The CDC has been collaborating with global public health and industry partners to learn about Omicron. They have stated, “as we continue to monitor its course. We are still learning about how easily it spreads, the severity of illness it causes, and how well available vaccines and medications work against it.”
The Omicron variant spreads more easily than the original virus that causes COVID-19 and the Delta variant. CDC expects that anyone with Omicron infection can spread the virus to others, even if they are vaccinated or don’t have symptoms.
Persons infected with the Omicron variant can present with symptoms similar to previous variants. The presence and severity of symptoms can be affected by COVID-19 vaccination status, the presence of other health conditions, age, and history of prior infection.
Omicron infection generally causes less severe disease than infection with prior variants. Preliminary data suggest that Omicron may cause more mild disease, although some people may still have severe disease, need hospitalization, and could die from the infection with this variant. Even if only a small percentage of people with Omicron infection need hospitalization, the large volume of cases could overwhelm the healthcare system which is why it’s important to take steps to protect yourself.

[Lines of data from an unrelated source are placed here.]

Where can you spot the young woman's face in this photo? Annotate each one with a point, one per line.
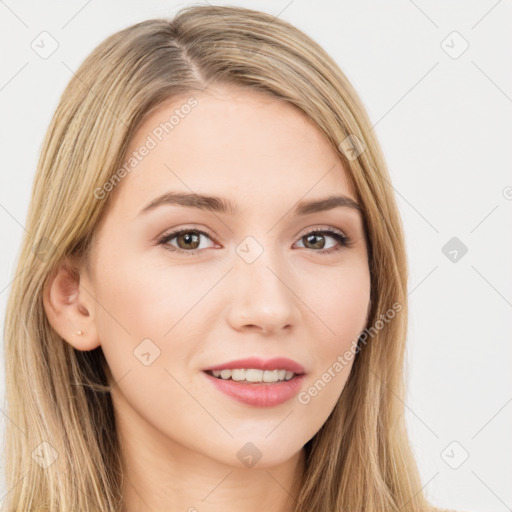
(231, 286)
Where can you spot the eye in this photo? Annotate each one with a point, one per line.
(317, 239)
(189, 240)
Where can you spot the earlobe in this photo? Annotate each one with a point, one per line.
(69, 309)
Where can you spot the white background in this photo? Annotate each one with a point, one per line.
(445, 127)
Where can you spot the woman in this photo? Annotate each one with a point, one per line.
(263, 370)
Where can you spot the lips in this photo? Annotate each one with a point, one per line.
(276, 363)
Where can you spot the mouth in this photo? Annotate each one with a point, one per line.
(253, 375)
(257, 388)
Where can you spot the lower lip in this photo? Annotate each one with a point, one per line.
(259, 395)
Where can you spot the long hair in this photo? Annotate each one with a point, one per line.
(62, 451)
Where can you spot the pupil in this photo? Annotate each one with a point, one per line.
(188, 238)
(310, 237)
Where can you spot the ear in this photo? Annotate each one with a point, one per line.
(70, 308)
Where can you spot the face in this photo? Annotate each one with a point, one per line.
(268, 281)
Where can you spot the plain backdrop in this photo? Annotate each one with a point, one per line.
(436, 80)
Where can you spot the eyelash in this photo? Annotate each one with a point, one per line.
(343, 240)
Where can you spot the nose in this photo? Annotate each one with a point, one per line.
(262, 297)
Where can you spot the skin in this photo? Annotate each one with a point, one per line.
(180, 435)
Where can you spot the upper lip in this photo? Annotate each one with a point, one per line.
(276, 363)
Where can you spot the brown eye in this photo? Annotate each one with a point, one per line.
(317, 240)
(187, 241)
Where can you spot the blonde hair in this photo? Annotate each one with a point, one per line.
(361, 458)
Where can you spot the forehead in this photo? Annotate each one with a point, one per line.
(234, 142)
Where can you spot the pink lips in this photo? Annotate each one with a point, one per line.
(260, 395)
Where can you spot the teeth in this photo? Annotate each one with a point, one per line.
(254, 375)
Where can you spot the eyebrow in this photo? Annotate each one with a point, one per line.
(221, 205)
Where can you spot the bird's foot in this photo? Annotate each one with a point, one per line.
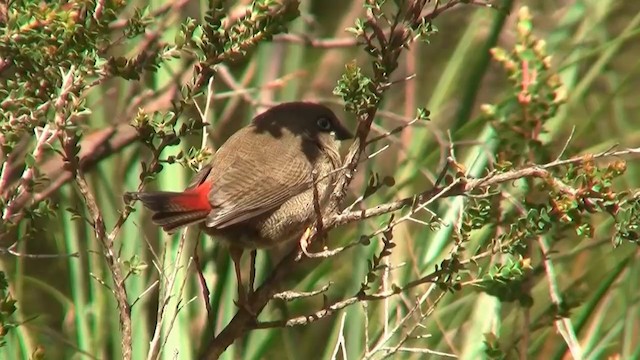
(245, 306)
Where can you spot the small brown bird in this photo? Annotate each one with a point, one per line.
(258, 190)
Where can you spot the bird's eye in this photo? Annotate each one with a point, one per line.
(324, 123)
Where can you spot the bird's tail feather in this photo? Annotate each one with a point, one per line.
(172, 210)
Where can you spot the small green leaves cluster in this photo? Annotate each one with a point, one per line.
(535, 98)
(7, 309)
(505, 281)
(384, 37)
(160, 130)
(217, 40)
(356, 90)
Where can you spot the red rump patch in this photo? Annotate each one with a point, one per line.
(195, 199)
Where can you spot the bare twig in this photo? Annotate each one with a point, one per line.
(563, 324)
(68, 140)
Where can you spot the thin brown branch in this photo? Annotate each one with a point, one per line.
(316, 43)
(69, 141)
(339, 305)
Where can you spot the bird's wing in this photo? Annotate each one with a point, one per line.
(257, 177)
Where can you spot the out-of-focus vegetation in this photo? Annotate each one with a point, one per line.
(540, 264)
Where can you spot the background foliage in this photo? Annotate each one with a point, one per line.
(537, 263)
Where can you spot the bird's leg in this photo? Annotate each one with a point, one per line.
(236, 255)
(252, 274)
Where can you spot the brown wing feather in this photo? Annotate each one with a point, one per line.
(261, 173)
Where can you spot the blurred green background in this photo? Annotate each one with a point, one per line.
(594, 43)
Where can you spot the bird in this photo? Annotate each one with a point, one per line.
(264, 185)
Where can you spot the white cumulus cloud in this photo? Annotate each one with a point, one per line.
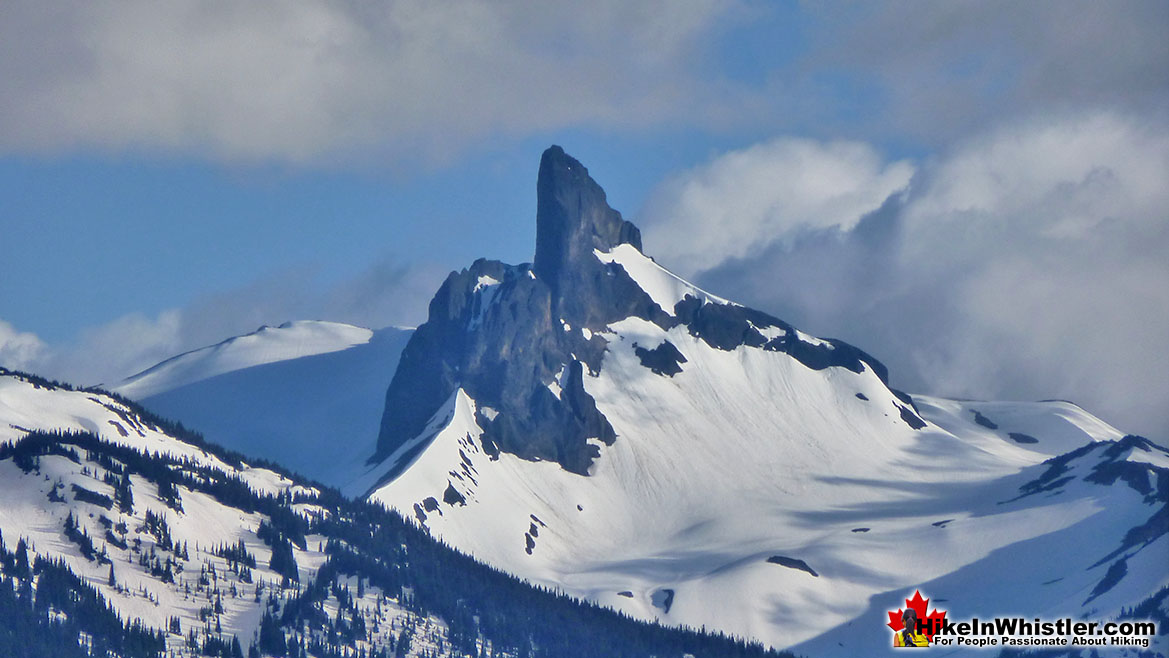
(1025, 263)
(744, 201)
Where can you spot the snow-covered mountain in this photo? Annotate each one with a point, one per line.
(596, 424)
(306, 395)
(122, 533)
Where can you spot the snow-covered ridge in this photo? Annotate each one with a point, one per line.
(27, 406)
(306, 395)
(265, 345)
(663, 286)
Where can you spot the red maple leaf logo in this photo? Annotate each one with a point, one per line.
(929, 623)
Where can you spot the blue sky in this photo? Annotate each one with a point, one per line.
(972, 191)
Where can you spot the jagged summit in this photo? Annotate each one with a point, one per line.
(573, 217)
(519, 339)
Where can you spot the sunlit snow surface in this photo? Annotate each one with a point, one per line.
(742, 456)
(747, 455)
(306, 395)
(202, 524)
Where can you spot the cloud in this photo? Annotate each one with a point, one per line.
(938, 69)
(319, 80)
(19, 350)
(386, 293)
(734, 206)
(1024, 263)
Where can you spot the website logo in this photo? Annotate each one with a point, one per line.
(912, 627)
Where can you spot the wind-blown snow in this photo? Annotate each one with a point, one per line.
(312, 410)
(265, 345)
(663, 286)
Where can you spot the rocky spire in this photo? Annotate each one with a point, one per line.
(573, 217)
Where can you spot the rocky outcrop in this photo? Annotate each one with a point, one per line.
(519, 339)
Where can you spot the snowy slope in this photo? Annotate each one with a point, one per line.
(175, 535)
(211, 596)
(748, 455)
(756, 480)
(306, 394)
(265, 345)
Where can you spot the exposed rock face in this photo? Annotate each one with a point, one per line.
(511, 336)
(499, 331)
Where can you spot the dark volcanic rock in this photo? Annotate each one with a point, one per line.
(791, 563)
(511, 336)
(499, 332)
(663, 360)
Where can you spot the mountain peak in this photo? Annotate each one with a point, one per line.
(573, 217)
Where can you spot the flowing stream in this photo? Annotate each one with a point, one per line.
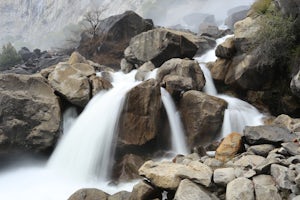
(179, 145)
(238, 113)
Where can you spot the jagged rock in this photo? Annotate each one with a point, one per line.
(139, 120)
(295, 85)
(143, 191)
(261, 150)
(280, 175)
(30, 113)
(244, 31)
(267, 134)
(219, 69)
(227, 49)
(123, 195)
(112, 38)
(265, 188)
(143, 71)
(89, 194)
(163, 174)
(202, 116)
(129, 166)
(240, 188)
(236, 16)
(284, 120)
(98, 84)
(292, 148)
(168, 175)
(196, 171)
(223, 176)
(244, 172)
(249, 160)
(187, 71)
(158, 46)
(71, 84)
(213, 163)
(229, 147)
(126, 67)
(77, 58)
(25, 54)
(189, 190)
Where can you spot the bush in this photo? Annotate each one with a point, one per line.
(9, 57)
(276, 37)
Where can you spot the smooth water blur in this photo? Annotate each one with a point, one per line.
(239, 113)
(179, 145)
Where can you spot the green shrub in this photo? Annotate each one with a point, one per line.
(276, 37)
(261, 6)
(9, 57)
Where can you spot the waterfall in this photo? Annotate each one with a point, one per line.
(85, 152)
(177, 134)
(69, 117)
(238, 113)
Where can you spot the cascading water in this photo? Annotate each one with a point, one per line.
(69, 117)
(177, 134)
(87, 147)
(238, 113)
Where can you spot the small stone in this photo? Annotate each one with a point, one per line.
(261, 150)
(265, 187)
(189, 190)
(198, 172)
(240, 188)
(267, 134)
(144, 191)
(229, 147)
(249, 160)
(292, 148)
(223, 176)
(280, 175)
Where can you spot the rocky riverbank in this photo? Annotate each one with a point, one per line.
(260, 163)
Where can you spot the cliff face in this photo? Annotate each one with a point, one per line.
(46, 23)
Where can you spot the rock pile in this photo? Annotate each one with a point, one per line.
(263, 163)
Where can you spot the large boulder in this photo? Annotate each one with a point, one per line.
(72, 80)
(29, 112)
(113, 37)
(179, 75)
(168, 175)
(158, 46)
(202, 116)
(229, 147)
(267, 134)
(141, 113)
(71, 84)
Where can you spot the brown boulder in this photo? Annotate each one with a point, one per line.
(226, 49)
(71, 84)
(158, 46)
(229, 147)
(139, 120)
(129, 166)
(29, 112)
(202, 116)
(179, 75)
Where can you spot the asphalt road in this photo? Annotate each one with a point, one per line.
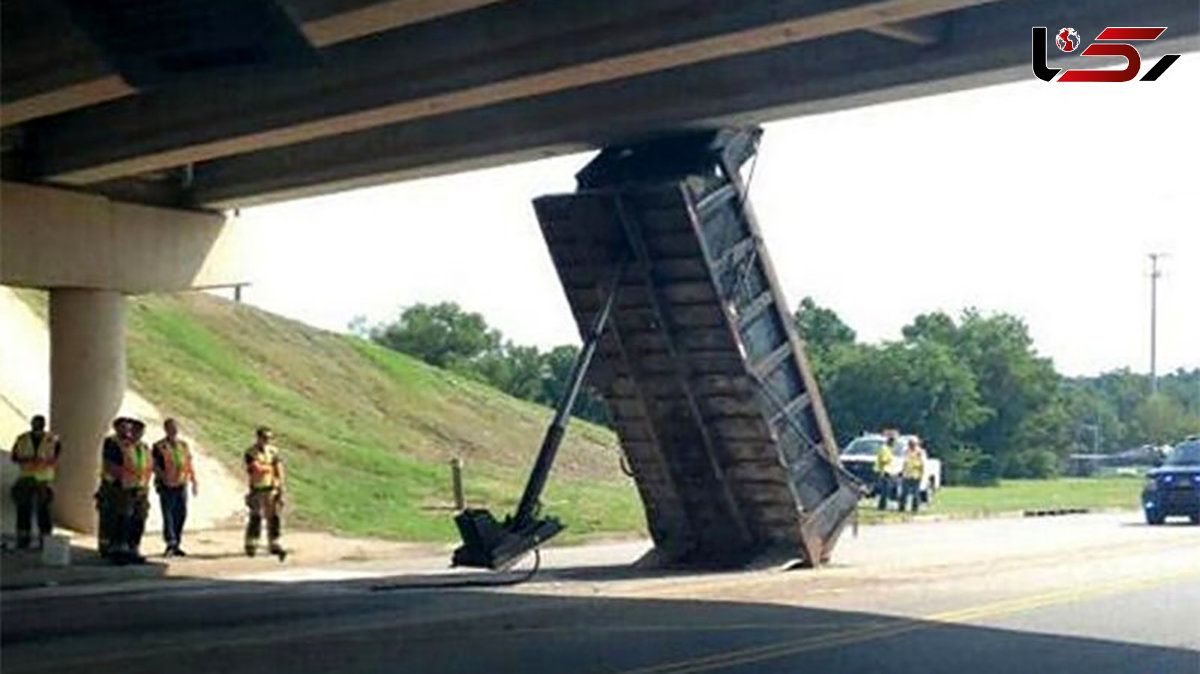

COVID-19 vaccines remain the best public health measure to protect people from COVID-19 and reduce the likelihood of new variants emerging. This includes primary series, booster shots and additional doses for those who need them.
Scientists are still learning how effective COVID-19 vaccines are at preventing infection from Omicron. Current vaccines are expected to protect against severe illness, hospitalizations, and deaths due to infection with the Omicron variant. However, breakthrough infections in people who are vaccinated are likely to occur. People who are up to date with their COVID-19 vaccines and get COVID-19 are less likely to develop serious illness than those who are unvaccinated and get COVID-19.
Scientists are working to determine how well existing treatments for COVID-19 work. Some, but not all, monoclonal antibody treatments remain effective against Omicron. Public health agencies work with healthcare providers to ensure that effective treatments are used appropriately to treat patients.